Dans l’interview qui suit, nous allons explorer la pensée profonde de ce chercheur assez spécial, surtout qu’il a vécu dans notre pays et connaît bien notre peuple.

Nabil Z. Interview de David Johnston 1- A la fin de tes études au début des années quatre-vingt, tu t'es retrouvé comme Pasteur de la communauté protestante d'Algérie. Qu'est ce qui a motivé ton choix pour ce pays ?

J’avais un ami algérien dans le mouvement de jeunesse que dirigeait mon père en France. Quand celui-ci passa son baccalauréat à Lyon, il décida de faire une licence a l’université d’Alger. Il m’a contacté par la suite et lors d’une visite à Lyon en janvier 1978, il m’a encouragé à aller en Algérie. Quelques mois plus tard ayant juste termine mes études, un jour dans la prière avec ma bible ouverte devant moi, j’aie reçu un appel très personnel et très précis de Dieu. Je devais aller en Algérie ! En septembre de cette année-là, alors que je passais l’été chez mes parents en France, je pris le train jusqu’à Marseille, puis le bateau, et je débarquai le lendemain à Alger, accueilli par mon ami.
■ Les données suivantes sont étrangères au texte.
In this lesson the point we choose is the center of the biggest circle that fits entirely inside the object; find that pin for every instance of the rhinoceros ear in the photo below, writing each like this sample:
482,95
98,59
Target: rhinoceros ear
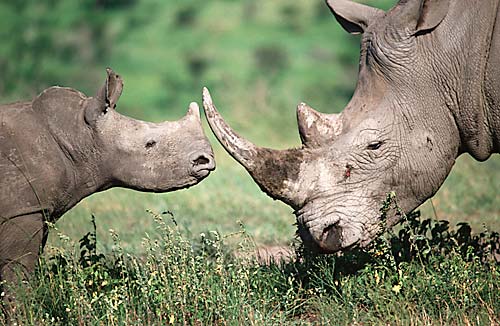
112,89
354,17
317,129
422,15
105,99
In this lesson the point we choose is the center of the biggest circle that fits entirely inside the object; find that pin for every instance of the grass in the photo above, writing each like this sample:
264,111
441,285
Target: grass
259,59
429,275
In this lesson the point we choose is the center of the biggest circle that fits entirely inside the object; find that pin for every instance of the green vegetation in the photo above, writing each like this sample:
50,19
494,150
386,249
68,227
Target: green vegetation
259,58
429,274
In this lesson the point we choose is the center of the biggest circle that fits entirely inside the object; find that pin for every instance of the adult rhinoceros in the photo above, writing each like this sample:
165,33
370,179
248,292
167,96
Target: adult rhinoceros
428,91
64,146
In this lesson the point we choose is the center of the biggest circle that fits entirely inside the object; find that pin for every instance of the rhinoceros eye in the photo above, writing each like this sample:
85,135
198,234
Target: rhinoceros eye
374,145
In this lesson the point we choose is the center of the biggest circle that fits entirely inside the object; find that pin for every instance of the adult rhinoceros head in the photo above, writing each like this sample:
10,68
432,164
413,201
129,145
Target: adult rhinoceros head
395,134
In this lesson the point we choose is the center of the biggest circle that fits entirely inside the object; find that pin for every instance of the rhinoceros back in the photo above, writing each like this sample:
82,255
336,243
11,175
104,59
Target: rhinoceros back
30,162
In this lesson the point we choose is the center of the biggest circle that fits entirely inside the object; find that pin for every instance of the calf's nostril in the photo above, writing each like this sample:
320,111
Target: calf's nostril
201,160
150,143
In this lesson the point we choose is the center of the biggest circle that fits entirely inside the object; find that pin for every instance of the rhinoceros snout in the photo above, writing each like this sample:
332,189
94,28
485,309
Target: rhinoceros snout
202,163
331,239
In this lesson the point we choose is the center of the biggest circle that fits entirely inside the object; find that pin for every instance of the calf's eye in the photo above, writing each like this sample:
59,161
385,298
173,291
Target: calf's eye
374,145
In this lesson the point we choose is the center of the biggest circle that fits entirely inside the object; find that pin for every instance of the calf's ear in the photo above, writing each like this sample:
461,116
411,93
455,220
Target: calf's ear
112,89
354,17
422,15
105,99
2- Comment se sont passées les neuf années que tu as passées en Algérie, et comment était ta relation avec les gens en Algérie (Alger, Oran, La Kabylie) ? Mon ami algérien m’a tout de suite présenté à ses amis de l’église anglicane a cote du Centre Culturel Britannique. Une petite communauté internationale s’y trouvait déjà et je me suis joint à eux. Etant formé comme pasteur, le prêtre anglican m’offrit de travailler avec lui. Il n’y avait pas de salaire, mais je me trouvais rapidement du travail dans la traduction anglais-français et comme nous vivions en communauté en célibataires, nous pouvions tous vivre très simplement dans un logement de l’église. J’ai aussi étudié l’arabe algérien et l’arabe littéraire au Centre Diocésain des Glycines, a cinq minutes à pieds de l’église. Apres quatre ans ainsi, j’ai rejoint le Pasteur Hugh Johnson a l’Eglise Protestante d’Algérie (EPA). C’est dans ce contexte-là que j’ai servi plus directement avec l’église en Kabylie, puisque l’EPA y avait un centre. J’y allais une fois par mois pour y enseigner. Cela m’a donné l’occasion de rencontrer beaucoup de nouveaux amis et même de visiter leurs familles.

3- Quels souvenirs as-tu emporté avec toi, au moment de ton départ vers ta nouvelle vie ? L’Algérie reste pour moi le pays le plus accueillant, et le plus magnifique, du reste ! Je garde de bons souvenirs de l’Egypte et surtout de la Palestine (trois ans dans chaque pays respectivement), mais l’Algérie, avec ses paysages immenses – les déserts, les montagnes, les collines et la mer, est exceptionnel. Peut-être parce que j’avais été élevé en France, c’est le peuple algérien avec lequel je me suis le plus identifié. C’est pour cela aussi que j’ai trouvé ses souffrances des années 1990 si douloureuses ! Pourtant c’est un peuple courageux et qui continuera à construire son avenir sur des bases plus justes, plus ouvertes à tous les points de vue. C’est cette ouverture d’esprit qui m’a le plus impressionné – un peu comme en Palestine, mais beaucoup plus encore. C’est aussi ce que nous avons vécu à l’EPA : beaucoup d’étudiants africains d’un peu partout, des gens d’affaires, diplomates de bien des pays, en plus des algériens. Alger c’est aussi l’expérience de l’unité des églises pour moi. Jamais ailleurs n’ai- je vécu tant d’amitié et de ministère commun avec mes frères et sœurs catholiques. A notre mariage en octobre 1986 à Alger, c’était les “nations unies,” mais aussi beaucoup de prêtres, bonnes sœurs, et même mes bons amis, le Cardinal Duval et l’Archevêque, Henri Teissier!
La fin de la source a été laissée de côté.